Monday, July 2, 2012
Pasta Carbonara with Corn
One of my good friends, and senior year of college roommate, L, came to visit last week. She's a California girl and was back home visiting her family. I'm so glad we were able to get together while she was in town and even more excited that I got to cook for her. We met our junior year when we both studied abroad in England, so it seemed fitting that I had Pasta Carbonara with Corn on the menu the night she ate with us. As I mentioned waaaaay back in August 2006 when I first started this blog, I discovered carbonara in England (of all places) my junior year abroad with my very dear friend, S. We ate it everywhere we could find it. Making carbonara with L, even this variation with the corn, brought back memories of our time together in England. Man, we had a blast. Hard to believe it's been 11 years already.
Anyway, this luscious carbonara was inspired by this Rachael Ray recipe for Pasta Carbonara with Corn and Chiles. I had great success adding asparagus to my carbonara, so corn seemed like a great idea. I ended up combining my usual method for making carbonara with the flavor profile from Rachael's recipe, omitting the chiles because I didn't want it to be spicy.
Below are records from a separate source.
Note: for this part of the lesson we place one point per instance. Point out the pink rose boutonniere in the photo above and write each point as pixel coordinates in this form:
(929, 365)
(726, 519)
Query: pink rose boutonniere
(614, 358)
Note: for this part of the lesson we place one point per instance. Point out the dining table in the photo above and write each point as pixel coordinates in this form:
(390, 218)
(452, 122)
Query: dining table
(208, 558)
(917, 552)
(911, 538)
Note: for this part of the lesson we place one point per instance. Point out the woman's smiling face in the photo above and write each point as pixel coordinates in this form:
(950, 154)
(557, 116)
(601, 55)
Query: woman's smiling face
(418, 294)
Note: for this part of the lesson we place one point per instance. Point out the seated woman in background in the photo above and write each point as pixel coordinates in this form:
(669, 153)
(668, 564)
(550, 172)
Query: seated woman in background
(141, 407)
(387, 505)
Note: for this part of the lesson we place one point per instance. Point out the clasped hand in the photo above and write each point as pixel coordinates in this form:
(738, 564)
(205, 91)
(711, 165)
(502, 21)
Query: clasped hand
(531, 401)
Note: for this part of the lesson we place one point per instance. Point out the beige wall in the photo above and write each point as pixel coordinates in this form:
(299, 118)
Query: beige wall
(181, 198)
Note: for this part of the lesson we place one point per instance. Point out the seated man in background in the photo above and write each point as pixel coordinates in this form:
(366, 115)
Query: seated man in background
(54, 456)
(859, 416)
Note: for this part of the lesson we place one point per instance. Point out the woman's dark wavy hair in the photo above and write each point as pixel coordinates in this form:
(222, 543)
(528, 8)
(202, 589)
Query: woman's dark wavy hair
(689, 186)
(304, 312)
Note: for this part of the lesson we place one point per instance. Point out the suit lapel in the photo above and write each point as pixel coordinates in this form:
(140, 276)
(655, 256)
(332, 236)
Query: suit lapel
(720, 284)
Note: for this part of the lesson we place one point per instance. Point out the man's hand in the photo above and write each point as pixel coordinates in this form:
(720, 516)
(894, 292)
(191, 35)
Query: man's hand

This was a real winner that would be even more amazing with fresh Jersey corn straight off the cob. You all know my carbonara obsession is legendary but the addition of the corn was wonderful. I love crunching those kernels under my teeth. This is a great summer version of carbonara, made lighter by the corn and the fresh herbs. Everyone cleaned their plates, including Baby Girl.
Pasta Carbonara with Corn
Inspired by Nigella Lawson and Everyday with Rachael Ray
1 pound spaghetti
1/2 lb bacon, chopped
1 large onion, sliced
2 cups corn
4 cloves garlic, minced
2 tablespoons fresh thyme, chopped
1/2 cup parsley, chopped
1/4 cup vermouth
4 eggs
1 1/2 cups freshly grated Parmesan
1/4 cup heavy cream
Freshly ground black pepper
Freshly ground nutmeg
Put a large pan of water on to boil for the pasta. Cook the pasta according to package directions.
In another large pan that will fit the pasta later, cook the bacon until crispy but not crunchy. Add the onions and cook until softened and starting to caramelize, about 15 minutes. Add the corn and garlic and cook for 5 minutes. Add the thyme and parsley, then pour in the vermouth and let it bubble so that, after a few minutes, you have a small amount of salty winey syrup left. Take the pan off the heat.
In a bowl, beat together the eggs, Parmesan, cream, pepper and nutmeg. When the pasta is done, remove approximately 1/2 cup of the pasta water before draining. Add the drained pasta to the bacon and corn mixture, tossing well to coat with the syrupy sauce. Add the eggs and cheese mixture, swiftly tossing everything to mix. Thin with pasta water, if needed. Grind over some more pepper to serve.